Assumption Map

Key Insights from Creating Our Assumption Map
After mapping our assumptions, we realized that the biggest risks in our idea are psychological.
Most of the assumptions in the “most crucial” quadrant relate to whether people actually see their impulse spending as a problem and whether they genuinely want to stop. If users don’t feel internal tension about their spending habits, then the product won’t matter, no matter how well the AI works. This suggests that motivation is the core dependency of the entire idea.
Another key insight is that recognition comes before intervention. If people cannot correctly identify which purchases are impulse purchases, then reflection with AI will not be effective. The product relies on users agreeing, at least somewhat, with the framing of their behavior. If the AI labels something as impulsive and the user disagrees, trust could break down quickly.
We also noticed that frustration is a major retention risk. Even if people want to change, they will stop using the platform if interacting with the AI feels annoying, repetitive, or judgmental. So emotional experience may matter just as much as functional accuracy.
Finally, this map clarified that we are building for a specific type of user: someone who already feels uneasy about their impulse spending and wants to improve. The product likely will not work for users who do not perceive their behavior as problematic.
Overall, the assumption map helped us see that the success of this idea depends more on user psychology and readiness for change than on technical capability.
Designing Assumption Tests
Assumption #1: Impulse Spenders Want To Stop.
- Why this matters: Because our platform is centered around helping impulse spenders stop impulse spending, it is critical that they actually have a desire to do so; this matters in terms of both discovery and retention since we need the desire to stop to drive users onto the platform and keep them there. Without this assumption being true, the crux of our current approach to financial betterment will need to be redefined.
- Methodology: I plan to ask in as many spaces as I can whether or not, depending on if you consider yourself to be an impulse spender, you want to stop impulse spending. I’ll provide the options of “Yes, Kind of, Not really, & Not at all” to see if providing a range of feelings shows more than a binary response that might fail to capture nuance. If there is time, I’ll follow up with some people who responded with each answer to better understand their reasoning for their selection, and from there, these insights will better inform the validity of the assumption. As far as medium goes, I plan to use the polling features on Instagram, GroupMe, and WhatsApp within the different community spaces I’m a part of.
- Timeframe: Due to the tight turnaround time and the length of polls on Instagram/GroupMe/WhatsApp, I’ll collect responses over 24 hour periods.
- Hypothesis: Because our platform’s current frame relies on this assumption so heavily, I predict that the testing will confirm that assumption is correct.
Assumption #2: People won’t get too frustrated using AI

- Why this matters: Interacting with a conversation AI agent to reflect on spending is a core aspect of our application. If users experience high levels of frustration during this interaction, then they may choose to opt-out of this core part of the intervention.
- Method: We will conduct a quick poll on how frustrated people feel when using AI conversation agents for reflection-based use cases:
- Questions:
- On average, how frustrated do you feel when using AI tools to reflect on your thoughts or experiences?
- 1 – Not frustrated at all
- 2 – Slightly frustrated
- 3 -Moderately frustrated
- 4 – Very frustrated
- 5 – Extremely frustrated
- What types of reflection have you used AI for?
- Timeframe: We will collect responses over the course of 24-48 hours.
- Hypothesis: There will be an average frustration score less than or equal to 3.
Assumption #3: People recognize which purchases are impulse purchases.

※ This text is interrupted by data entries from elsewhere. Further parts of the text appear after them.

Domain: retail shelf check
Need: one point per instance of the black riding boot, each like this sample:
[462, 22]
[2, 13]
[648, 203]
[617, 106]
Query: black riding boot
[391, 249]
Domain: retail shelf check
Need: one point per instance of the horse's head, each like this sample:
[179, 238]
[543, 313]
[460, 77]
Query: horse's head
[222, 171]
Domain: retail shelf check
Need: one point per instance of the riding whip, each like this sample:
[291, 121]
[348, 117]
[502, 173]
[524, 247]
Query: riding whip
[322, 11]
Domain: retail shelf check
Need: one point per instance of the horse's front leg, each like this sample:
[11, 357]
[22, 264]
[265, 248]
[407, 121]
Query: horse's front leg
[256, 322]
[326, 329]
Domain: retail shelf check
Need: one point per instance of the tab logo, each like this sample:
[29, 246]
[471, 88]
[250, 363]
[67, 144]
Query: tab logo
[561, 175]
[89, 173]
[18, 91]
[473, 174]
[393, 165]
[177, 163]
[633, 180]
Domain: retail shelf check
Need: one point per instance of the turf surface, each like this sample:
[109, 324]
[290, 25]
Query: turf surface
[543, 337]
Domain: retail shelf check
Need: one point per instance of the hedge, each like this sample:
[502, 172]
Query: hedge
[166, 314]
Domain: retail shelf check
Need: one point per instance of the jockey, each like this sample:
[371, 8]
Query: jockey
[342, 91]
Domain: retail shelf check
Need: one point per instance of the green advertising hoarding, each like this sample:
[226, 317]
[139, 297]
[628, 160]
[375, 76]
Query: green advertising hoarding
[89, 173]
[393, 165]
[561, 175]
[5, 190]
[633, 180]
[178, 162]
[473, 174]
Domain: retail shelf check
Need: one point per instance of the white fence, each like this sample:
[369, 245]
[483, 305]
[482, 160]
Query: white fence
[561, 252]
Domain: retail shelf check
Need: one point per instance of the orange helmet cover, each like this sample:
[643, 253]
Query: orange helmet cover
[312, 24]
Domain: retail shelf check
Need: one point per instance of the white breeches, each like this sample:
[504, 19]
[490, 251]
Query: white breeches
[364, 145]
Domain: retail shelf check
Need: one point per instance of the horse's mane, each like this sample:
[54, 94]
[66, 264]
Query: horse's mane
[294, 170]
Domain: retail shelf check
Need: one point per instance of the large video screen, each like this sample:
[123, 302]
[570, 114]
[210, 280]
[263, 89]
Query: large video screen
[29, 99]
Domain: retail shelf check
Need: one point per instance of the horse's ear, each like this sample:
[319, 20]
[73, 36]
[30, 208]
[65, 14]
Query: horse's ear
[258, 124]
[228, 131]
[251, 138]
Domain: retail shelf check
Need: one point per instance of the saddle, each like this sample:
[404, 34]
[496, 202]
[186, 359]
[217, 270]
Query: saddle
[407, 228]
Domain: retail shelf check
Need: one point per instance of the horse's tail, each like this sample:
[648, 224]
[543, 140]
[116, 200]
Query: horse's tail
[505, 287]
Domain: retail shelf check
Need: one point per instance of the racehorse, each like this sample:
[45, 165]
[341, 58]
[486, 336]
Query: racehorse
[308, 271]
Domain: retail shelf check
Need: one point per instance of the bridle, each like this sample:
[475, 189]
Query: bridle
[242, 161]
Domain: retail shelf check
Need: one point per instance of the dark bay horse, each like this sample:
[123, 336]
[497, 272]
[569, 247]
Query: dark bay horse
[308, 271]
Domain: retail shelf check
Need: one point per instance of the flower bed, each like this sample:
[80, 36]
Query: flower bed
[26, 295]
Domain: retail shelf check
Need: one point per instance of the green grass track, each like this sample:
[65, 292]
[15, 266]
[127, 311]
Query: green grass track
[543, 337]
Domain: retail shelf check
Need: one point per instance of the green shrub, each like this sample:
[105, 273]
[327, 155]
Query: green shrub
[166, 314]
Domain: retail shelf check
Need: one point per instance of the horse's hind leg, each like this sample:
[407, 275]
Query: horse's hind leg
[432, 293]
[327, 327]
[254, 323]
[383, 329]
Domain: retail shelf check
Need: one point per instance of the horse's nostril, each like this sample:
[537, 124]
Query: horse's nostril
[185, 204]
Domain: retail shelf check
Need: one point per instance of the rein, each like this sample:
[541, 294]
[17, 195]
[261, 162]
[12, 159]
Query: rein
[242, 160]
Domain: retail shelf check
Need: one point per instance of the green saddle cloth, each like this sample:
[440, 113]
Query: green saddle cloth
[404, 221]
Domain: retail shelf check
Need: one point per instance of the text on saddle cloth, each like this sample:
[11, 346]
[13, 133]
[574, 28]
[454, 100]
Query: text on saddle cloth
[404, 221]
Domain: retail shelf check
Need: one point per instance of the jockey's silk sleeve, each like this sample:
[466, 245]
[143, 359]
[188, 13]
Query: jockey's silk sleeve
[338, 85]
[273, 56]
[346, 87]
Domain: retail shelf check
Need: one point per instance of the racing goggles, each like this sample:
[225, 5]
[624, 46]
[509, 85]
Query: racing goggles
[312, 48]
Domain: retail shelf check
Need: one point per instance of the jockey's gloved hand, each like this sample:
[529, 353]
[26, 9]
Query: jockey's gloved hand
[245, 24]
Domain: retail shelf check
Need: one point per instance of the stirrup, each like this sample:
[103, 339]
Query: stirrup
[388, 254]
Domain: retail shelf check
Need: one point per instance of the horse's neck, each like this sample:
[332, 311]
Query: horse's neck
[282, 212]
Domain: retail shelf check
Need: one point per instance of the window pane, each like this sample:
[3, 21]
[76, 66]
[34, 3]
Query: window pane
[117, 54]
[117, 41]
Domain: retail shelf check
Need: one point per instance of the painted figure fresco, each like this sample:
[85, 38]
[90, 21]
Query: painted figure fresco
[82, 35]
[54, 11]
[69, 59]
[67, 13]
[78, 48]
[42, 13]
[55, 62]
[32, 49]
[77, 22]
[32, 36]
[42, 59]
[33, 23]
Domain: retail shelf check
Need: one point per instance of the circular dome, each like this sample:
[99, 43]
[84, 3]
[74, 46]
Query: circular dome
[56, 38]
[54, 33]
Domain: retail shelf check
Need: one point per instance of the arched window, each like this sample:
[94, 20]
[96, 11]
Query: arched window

- Why this matters: To validate the hypothesis that people can accurately recognize impulse purchases. This matters for our application because without it, our application will not be able to reliably track impulse spending and support meaningful reflection on impulse purchases.
- Method: Present participants with three short purchase scenarios, two that qualify as impulse purchases by definition and one that has been clearly planned. Then ask participants to classify each scenario as either “Impulse” or “Not Impulse.
- Scenarios
- Kathy has been thinking about buying an iPad for two months and went yesterday to go buy it
- Mario was passing by Starbucks, realized he felt tired, and bought a coffee.
- John was at the store and bought three bags of chips since he saw they were on sale
- Hypothesis: At least 70% of participants correctly classify the scenarios according to the predefined impulse criteria.